Fifty animals that changed the course of history. Eric Chaline.
Fifty animals that changed the course of history.

Crows Nest: Allen and Unwin, 2011. Octavo, publisher's boards, colour photographs.

A beautifully illustrated book that uncovers the fascinating stories of animals great and small. These are the animals that have played a central role in the evolution of humankind and modern society, but remain at the periphery of our undertsanding of history. Take, for example, the horse, which has been used in warfare since the fourth millenium BC and helped the Mongols to conquer nearly all of continental Asia, the Middle East, and parts of Europe; or the silkworm, vital to textile manufacturing for over 5,500 years and the trigger for trade between China and Europe along what became known as the Silk Road; or the flea Xenopsylla cheopis, spreader of the Black Death, which claimed up to 100 million lives in the mid-1300s. Often, these animals provide a window onto a specific episode in history, such as the beaver, which drove hunters and tappers into previously unexplored regions of Canada and the northern US as part of the fur trade, or the finch, which helped Charles Darwin to formulate his theory of natural selection.

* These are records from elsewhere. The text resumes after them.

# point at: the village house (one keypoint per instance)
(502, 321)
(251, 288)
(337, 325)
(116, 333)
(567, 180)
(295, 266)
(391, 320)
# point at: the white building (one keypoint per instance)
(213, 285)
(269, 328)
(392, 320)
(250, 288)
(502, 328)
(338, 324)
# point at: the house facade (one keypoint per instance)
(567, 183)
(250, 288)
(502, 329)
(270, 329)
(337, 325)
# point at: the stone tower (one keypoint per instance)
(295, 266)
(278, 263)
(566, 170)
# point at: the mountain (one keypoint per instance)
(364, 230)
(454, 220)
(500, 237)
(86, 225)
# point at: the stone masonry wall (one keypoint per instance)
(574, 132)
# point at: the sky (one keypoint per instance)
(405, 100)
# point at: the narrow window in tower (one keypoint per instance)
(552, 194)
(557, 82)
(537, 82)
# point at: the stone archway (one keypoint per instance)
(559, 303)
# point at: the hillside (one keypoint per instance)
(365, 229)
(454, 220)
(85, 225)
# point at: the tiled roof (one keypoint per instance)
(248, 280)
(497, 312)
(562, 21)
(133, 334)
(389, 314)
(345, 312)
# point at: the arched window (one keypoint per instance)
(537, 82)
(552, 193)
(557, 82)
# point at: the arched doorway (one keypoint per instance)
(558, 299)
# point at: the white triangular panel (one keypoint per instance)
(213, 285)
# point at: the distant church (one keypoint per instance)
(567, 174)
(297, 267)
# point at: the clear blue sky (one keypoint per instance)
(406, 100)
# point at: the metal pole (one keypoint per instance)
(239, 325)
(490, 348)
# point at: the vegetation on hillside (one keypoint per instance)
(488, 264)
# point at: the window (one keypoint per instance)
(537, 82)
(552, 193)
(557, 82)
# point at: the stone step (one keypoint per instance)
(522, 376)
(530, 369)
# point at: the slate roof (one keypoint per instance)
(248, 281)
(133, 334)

In order to justify the assertion that they literally 'changed the course of history', each animal is judged by its influence in four categories: edible (animals that have shaped agriculture, such as the cow), medical (animals that are 'disease vectors', spreading bacteria and viruses from malaria to the plague), commercial (animals used for trade or in manufacturing), and practical (animals used for transportation or clothing).